INDE : du yoga et des ambiances.
Nous avons rendez-vous à 7h00 pour la séance matinale de yoga. Le jour s’est levé depuis peu. La salle se trouve au troisième étage de l’hôtel sur les toits. Là-haut, une grande dalle de béton fait toute la surface de l’hôtel. A droite de l’escalier, ce sont les quartiers d’habitation de notre serveur habituel. Je suppose que c’est ici qu’il dort dans des conditions que je devine sommaires. Nous le voyons de temps en temps le matin, faire sa lessive et étendre son linge. A gauche, la grande salle de yoga avec un toit en bac acier et des ouvertures, à l’aire libre, tout autour. Sarah nous explique que cette salle a été aménagée à la demande d’un professeur d’Ashtanga yoga allemand qui avait réservé l’hôtel sept années durant..
Le yoga est très présent à Kovalam souvent associé à une pachankarma c’est-à-dire une cure ayurvédique. En se promenant le long de la digue qui longe l’océan Indien et la plage, on peut voir un certain nombre de panneaux annonçant des cours de yoga et les horaires. Certaines affiches, toutes en anglais, aguichent le voyageur occidental en montrant le professeur dans des postures acrobatiques apparemment prisées. Sur d’autres on peut lire des slogans prometteurs. Les cours sont donnés par des indiens et aussi beaucoup d’occidentaux qui viennent avec leurs groupes ou qui vivent une partie de l’année à Kovalam. Il y a beaucoup de concurrence pour pouvoir dénicher une salle spacieuse et correcte. Le yoga est très en vogue! Au troisième étage donc du « Golden Sand », on domine Kovalam avec une vue sur les cocotiers, les palmiers, et, sur les jardins avec piscine des hôtels à proximité.

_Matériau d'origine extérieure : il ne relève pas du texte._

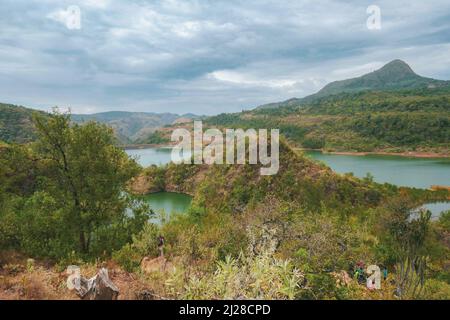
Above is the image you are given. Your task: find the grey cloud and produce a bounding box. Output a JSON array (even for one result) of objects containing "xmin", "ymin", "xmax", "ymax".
[{"xmin": 0, "ymin": 0, "xmax": 450, "ymax": 114}]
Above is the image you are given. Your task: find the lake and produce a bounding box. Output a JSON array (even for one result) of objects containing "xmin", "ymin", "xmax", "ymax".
[
  {"xmin": 144, "ymin": 192, "xmax": 192, "ymax": 223},
  {"xmin": 126, "ymin": 148, "xmax": 450, "ymax": 189},
  {"xmin": 305, "ymin": 151, "xmax": 450, "ymax": 189},
  {"xmin": 421, "ymin": 201, "xmax": 450, "ymax": 220}
]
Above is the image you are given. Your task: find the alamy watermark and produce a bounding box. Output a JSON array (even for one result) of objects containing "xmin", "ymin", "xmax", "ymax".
[
  {"xmin": 171, "ymin": 121, "xmax": 280, "ymax": 175},
  {"xmin": 366, "ymin": 5, "xmax": 381, "ymax": 30}
]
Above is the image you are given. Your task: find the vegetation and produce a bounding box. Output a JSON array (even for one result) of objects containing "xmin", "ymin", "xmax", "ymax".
[
  {"xmin": 0, "ymin": 103, "xmax": 41, "ymax": 143},
  {"xmin": 0, "ymin": 113, "xmax": 149, "ymax": 259},
  {"xmin": 207, "ymin": 88, "xmax": 450, "ymax": 154}
]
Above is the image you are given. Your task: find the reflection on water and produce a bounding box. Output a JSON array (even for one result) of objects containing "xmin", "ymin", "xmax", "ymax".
[
  {"xmin": 305, "ymin": 151, "xmax": 450, "ymax": 189},
  {"xmin": 125, "ymin": 147, "xmax": 191, "ymax": 167},
  {"xmin": 144, "ymin": 192, "xmax": 192, "ymax": 223},
  {"xmin": 421, "ymin": 202, "xmax": 450, "ymax": 220}
]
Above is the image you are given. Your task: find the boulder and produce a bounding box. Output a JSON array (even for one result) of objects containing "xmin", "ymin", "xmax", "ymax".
[{"xmin": 67, "ymin": 266, "xmax": 119, "ymax": 300}]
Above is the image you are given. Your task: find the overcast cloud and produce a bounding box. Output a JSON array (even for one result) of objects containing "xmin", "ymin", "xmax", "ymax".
[{"xmin": 0, "ymin": 0, "xmax": 450, "ymax": 114}]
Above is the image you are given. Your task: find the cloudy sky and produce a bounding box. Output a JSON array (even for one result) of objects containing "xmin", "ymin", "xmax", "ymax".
[{"xmin": 0, "ymin": 0, "xmax": 450, "ymax": 114}]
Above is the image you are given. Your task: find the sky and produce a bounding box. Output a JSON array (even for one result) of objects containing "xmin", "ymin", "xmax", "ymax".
[{"xmin": 0, "ymin": 0, "xmax": 450, "ymax": 115}]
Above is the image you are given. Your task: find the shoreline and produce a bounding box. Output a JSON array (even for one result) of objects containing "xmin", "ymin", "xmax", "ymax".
[
  {"xmin": 294, "ymin": 148, "xmax": 450, "ymax": 159},
  {"xmin": 120, "ymin": 144, "xmax": 450, "ymax": 159}
]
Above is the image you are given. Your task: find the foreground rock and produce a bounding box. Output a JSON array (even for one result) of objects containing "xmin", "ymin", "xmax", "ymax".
[{"xmin": 67, "ymin": 266, "xmax": 119, "ymax": 300}]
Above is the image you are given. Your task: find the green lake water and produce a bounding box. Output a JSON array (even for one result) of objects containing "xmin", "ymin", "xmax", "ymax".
[
  {"xmin": 305, "ymin": 151, "xmax": 450, "ymax": 189},
  {"xmin": 145, "ymin": 192, "xmax": 192, "ymax": 222},
  {"xmin": 126, "ymin": 148, "xmax": 450, "ymax": 189},
  {"xmin": 126, "ymin": 148, "xmax": 450, "ymax": 221},
  {"xmin": 125, "ymin": 148, "xmax": 189, "ymax": 167}
]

Allongés en Savâsana, encore un peu dans le coton du sommeil, on s’imprègne de l’Inde qui émerge tout autour de nous. Les moustiques rôdent aussi et sont prêts à « frapper ». J’ai pris mes précautions, et je ne suis pas la seule, car l’odeur d’huile essentielle de citronnelle se répand partout. Nous sommes entourés de corbeaux très bruyants et tapageurs, cognant un peu partout avec leur bec. Plein d’autres oiseaux également. En me redressant dans une position assise, je vois un écureuil sur le toit d’en face. Hier, c’étaient de magnifiques paons qui pavanaient sur les corniches. Les bruits et les vibrations de l’Inde : le quotidien qui prend le dessus. Des indiens qui font le ménage avec des balais fabriqués avec des végétaux, des gamelles que l’on remplit d’eau, des seaux que l’on vide. Toutes les petites mains de l’Inde qui s’affairent. Quelques odeurs de fumée et la chaleur que l’on sent monter avec le soleil. La séance va se dérouler dans le réveil de notre corps, étiré, allongé, déplié, en écho au réveil de l’Inde.
Puis en fin de journée, nous avons rendez-vous à 19H00 pour la séance de yoga du soir. Si l’ on arrive un peu plus tôt, la lumière est très belle, elle accentue la dominante rose de la pièce. Maintenant, les rayons du soleil sont rasants et la nuit va vite tomber. Toujours les corbeaux et les moustiques au rendez-vous ! C’est une cacophonie de bruits, de sons, une vraie marmite de vie qui n’en finit pas de bouillir. Nous avons en simultané, la musique et les voix provenant du temple situé un peu plus haut sur la colline, et la pop indienne, ou du disco occidental, distillés par l’un des restaurants plus bas. Tout cela co-existe. Des odeurs et des parfums de cuisine avec cette dominante d’épices.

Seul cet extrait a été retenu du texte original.